Italo's 2028 entry plan
Italy's Italo intends to launch long-distance passenger services on two German corridors starting in 2028: Munich–Frankfurt–Cologne–Dortmund and Munich–Berlin–Hamburg. The operator plans significant investment in rolling stock, but it is seeking assured access to the most profitable slots. Those slots are allocated by DB subsidiary InfraGo under the supervision of the Federal Network Agency.
The EVG study and 16 threatened cities
An internal analysis by the railway union EVG, reported by Bild am Sonntag, identifies at least 16 cities that would lose their ICE or IC stops if Italo secures the high-revenue routes. The list includes Aachen, Augsburg, Bamberg, Chemnitz, Cottbus, Freiburg, Ingolstadt, Jena, Magdeburg, Münster, Norddeich Mole, Osnabrück, Rostock, Saarbrücken, Schwerin and Singen. A further planned IC connection to Trier would also be dropped.

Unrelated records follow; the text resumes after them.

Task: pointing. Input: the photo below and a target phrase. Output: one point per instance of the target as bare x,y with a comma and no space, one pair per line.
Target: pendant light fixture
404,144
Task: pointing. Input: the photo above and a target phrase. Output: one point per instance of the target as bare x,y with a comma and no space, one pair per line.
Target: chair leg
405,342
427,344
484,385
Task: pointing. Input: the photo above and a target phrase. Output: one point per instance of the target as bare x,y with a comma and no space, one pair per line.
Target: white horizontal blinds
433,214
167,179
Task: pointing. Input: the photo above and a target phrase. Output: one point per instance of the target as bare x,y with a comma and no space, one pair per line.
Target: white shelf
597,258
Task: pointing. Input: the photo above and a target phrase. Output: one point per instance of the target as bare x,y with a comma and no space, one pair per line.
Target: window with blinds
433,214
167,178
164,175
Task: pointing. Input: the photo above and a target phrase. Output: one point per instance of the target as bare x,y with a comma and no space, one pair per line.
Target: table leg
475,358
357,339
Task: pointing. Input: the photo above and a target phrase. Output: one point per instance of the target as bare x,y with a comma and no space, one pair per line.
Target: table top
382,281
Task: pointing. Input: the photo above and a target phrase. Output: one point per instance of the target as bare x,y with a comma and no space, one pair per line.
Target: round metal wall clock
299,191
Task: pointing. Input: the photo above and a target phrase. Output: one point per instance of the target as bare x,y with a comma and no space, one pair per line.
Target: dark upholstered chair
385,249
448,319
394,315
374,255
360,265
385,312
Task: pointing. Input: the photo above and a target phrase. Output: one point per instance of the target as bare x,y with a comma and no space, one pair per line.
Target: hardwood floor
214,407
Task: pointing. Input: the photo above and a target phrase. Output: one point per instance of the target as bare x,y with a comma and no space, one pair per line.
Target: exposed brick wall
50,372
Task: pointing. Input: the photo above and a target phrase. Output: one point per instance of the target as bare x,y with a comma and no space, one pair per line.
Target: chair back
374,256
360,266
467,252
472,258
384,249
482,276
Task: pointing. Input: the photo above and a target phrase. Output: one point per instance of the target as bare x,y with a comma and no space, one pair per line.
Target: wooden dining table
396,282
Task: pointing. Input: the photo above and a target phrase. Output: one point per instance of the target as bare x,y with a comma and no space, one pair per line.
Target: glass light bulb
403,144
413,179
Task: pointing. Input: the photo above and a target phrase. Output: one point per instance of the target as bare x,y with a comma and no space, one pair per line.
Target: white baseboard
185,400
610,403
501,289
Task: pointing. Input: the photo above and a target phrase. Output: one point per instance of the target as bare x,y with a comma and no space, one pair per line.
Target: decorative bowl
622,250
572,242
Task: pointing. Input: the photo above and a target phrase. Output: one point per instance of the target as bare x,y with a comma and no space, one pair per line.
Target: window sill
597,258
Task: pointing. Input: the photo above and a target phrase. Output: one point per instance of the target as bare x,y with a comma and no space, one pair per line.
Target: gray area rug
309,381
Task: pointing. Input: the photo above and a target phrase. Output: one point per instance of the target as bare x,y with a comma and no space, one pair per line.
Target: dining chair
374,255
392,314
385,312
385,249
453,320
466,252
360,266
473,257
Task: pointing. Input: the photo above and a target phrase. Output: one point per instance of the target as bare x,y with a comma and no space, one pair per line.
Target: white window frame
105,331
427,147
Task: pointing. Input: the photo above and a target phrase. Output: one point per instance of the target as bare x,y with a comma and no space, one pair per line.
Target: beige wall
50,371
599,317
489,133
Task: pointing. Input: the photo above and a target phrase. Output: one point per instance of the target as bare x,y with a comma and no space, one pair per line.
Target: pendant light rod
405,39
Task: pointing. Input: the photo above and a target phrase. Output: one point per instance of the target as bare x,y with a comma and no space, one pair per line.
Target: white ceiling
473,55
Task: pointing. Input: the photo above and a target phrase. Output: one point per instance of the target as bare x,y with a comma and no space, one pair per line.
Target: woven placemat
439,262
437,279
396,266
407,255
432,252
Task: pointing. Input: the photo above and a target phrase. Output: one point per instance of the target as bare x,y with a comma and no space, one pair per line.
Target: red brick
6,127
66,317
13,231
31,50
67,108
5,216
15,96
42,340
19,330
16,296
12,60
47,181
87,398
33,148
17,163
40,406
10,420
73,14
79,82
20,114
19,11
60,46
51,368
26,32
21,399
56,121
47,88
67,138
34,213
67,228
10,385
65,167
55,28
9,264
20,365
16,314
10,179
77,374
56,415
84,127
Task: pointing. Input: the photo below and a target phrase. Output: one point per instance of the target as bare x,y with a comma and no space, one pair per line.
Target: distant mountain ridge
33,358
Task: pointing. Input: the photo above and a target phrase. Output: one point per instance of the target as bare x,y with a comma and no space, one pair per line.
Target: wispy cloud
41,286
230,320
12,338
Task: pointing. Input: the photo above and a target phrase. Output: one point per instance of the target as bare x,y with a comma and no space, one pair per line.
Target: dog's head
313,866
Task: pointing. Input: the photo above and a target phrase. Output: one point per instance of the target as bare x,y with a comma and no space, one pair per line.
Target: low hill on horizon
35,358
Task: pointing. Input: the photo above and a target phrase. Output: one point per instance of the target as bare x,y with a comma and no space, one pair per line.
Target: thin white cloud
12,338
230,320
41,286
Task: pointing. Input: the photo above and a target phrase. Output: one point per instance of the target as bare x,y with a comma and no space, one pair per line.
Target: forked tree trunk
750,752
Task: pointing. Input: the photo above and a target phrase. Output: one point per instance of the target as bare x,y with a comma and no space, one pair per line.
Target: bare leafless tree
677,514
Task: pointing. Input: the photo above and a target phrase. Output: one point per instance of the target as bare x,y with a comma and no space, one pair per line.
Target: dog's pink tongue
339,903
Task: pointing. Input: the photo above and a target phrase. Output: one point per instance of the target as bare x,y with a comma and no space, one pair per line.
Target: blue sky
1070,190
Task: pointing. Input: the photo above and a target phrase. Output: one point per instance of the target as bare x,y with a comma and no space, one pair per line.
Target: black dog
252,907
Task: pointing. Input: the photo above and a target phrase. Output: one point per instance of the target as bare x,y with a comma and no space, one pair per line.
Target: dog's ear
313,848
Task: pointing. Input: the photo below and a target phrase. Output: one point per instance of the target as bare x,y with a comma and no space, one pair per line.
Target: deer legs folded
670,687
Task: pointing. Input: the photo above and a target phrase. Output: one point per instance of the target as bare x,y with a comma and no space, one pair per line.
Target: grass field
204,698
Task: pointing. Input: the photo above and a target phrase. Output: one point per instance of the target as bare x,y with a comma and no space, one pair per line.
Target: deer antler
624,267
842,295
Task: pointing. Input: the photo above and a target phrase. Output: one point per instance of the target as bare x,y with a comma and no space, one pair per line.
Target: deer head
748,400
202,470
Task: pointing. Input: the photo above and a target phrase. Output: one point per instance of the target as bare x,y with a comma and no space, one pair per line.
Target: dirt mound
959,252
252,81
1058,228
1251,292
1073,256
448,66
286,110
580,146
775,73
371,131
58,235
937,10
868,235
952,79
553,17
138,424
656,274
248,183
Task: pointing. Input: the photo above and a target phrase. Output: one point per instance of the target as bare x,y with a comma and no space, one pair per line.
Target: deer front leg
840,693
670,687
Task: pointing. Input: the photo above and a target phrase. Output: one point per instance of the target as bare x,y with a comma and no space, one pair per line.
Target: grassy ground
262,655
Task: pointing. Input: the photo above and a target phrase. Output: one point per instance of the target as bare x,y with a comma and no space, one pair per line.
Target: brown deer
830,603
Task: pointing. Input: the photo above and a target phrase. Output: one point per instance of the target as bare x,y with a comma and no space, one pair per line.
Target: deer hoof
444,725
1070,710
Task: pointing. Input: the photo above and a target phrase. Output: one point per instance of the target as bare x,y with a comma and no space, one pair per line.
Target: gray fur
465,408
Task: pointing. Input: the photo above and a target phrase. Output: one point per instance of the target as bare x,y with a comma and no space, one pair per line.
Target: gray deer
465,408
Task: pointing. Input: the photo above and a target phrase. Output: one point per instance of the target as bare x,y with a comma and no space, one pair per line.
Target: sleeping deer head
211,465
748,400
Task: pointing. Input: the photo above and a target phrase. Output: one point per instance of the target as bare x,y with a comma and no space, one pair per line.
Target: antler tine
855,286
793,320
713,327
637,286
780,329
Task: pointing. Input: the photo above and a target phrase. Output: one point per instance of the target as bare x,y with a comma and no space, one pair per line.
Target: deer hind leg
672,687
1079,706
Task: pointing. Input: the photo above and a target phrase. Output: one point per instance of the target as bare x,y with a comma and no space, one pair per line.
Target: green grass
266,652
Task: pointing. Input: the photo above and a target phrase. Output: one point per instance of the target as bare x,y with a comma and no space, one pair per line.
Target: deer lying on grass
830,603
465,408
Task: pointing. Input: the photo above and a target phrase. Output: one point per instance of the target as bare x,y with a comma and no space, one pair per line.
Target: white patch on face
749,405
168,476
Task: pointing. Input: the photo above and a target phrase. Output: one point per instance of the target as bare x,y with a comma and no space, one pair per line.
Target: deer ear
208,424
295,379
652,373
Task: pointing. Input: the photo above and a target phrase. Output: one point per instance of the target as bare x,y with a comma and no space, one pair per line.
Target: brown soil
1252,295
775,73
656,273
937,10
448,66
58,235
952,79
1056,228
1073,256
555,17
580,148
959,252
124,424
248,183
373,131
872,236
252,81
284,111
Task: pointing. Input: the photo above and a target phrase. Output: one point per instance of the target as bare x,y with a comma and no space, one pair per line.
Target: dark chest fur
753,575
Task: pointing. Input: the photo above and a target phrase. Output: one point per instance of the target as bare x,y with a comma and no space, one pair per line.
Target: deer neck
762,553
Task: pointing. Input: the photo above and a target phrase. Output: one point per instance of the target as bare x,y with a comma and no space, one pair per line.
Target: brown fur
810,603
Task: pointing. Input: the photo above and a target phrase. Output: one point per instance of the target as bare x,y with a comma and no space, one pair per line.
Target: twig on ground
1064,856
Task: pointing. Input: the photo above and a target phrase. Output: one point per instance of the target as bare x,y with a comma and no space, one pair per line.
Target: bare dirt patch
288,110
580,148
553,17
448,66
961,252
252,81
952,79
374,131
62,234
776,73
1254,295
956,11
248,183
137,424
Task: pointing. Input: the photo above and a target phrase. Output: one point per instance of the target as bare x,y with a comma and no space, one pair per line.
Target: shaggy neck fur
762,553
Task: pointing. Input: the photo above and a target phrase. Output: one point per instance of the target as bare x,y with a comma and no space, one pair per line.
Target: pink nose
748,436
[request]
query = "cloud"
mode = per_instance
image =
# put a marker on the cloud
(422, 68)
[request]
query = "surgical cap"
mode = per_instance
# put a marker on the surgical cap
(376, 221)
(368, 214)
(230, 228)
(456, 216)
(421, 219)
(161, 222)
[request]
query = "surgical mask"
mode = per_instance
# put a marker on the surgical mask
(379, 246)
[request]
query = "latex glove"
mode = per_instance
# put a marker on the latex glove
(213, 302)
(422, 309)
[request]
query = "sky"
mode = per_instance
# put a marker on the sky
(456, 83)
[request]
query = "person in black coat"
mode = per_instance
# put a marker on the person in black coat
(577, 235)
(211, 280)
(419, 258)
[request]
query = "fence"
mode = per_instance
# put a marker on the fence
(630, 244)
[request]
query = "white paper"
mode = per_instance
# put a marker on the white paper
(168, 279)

When Italo is allowed to cherry-pick and the railway is pushed off the main routes, that tears apart our long-distance transport. Cities get cut off, journeys become longer.
Passengers in the affected cities would have to use slower regional trains to reach a remaining long-distance station, the union warns.
- Aachen
- 16 trains/day
- Augsburg
- 44 trains/day
- Bamberg
- 35 trains/day
- Chemnitz
- 4 trains/day
- Cottbus
- 2 trains/day
- Freiburg
- 45 trains/day
- Ingolstadt
- 50 trains/day
- Jena
- 4 trains/day
- Magdeburg
- 30 trains/day
- Münster
- 40 trains/day
- Norddeich Mole
- 10 trains/day
- Osnabrück
- 40 trains/day
- Rostock
- 20 trains/day
- Saarbrücken
- 8 trains/day
- Schwerin
- 10 trains/day
- Singen
- 20 trains/day
The cross-subsidy logic
The EVG and Deutsche Bahn argue that the current network depends on internal cross-subsidies. Profits from busy intercity lines help cover the cost of serving smaller stations that are not commercially viable on their own. If the lucrative slots are handed to a competitor, DB would no longer be able, or willing, to maintain those feeder connections.
DB Fernverkehr chief Michael Peterson recently told Tagesspiegel that the network currently serves 120 stations. The company has stressed for weeks that while it does not oppose competition, long-distance services across the wider territory could disappear if profitable routes go to rivals.
Political pressure for a package solution
EVG chairman Martin Burkert is calling on Federal Transport Minister Patrick Schnieder to impose "package solutions" in the slot-allocation process. Under that model, an operator winning a premium trunk route would also be obliged to serve smaller cities.
Whoever wants to make good money on the main lines should not consider themselves too good to call at cities like Schwerin, Augsburg or Jena.
Burkert told Bild am Sonntag that the transport minister must not "fold his hands in his lap" but must shape fair competition.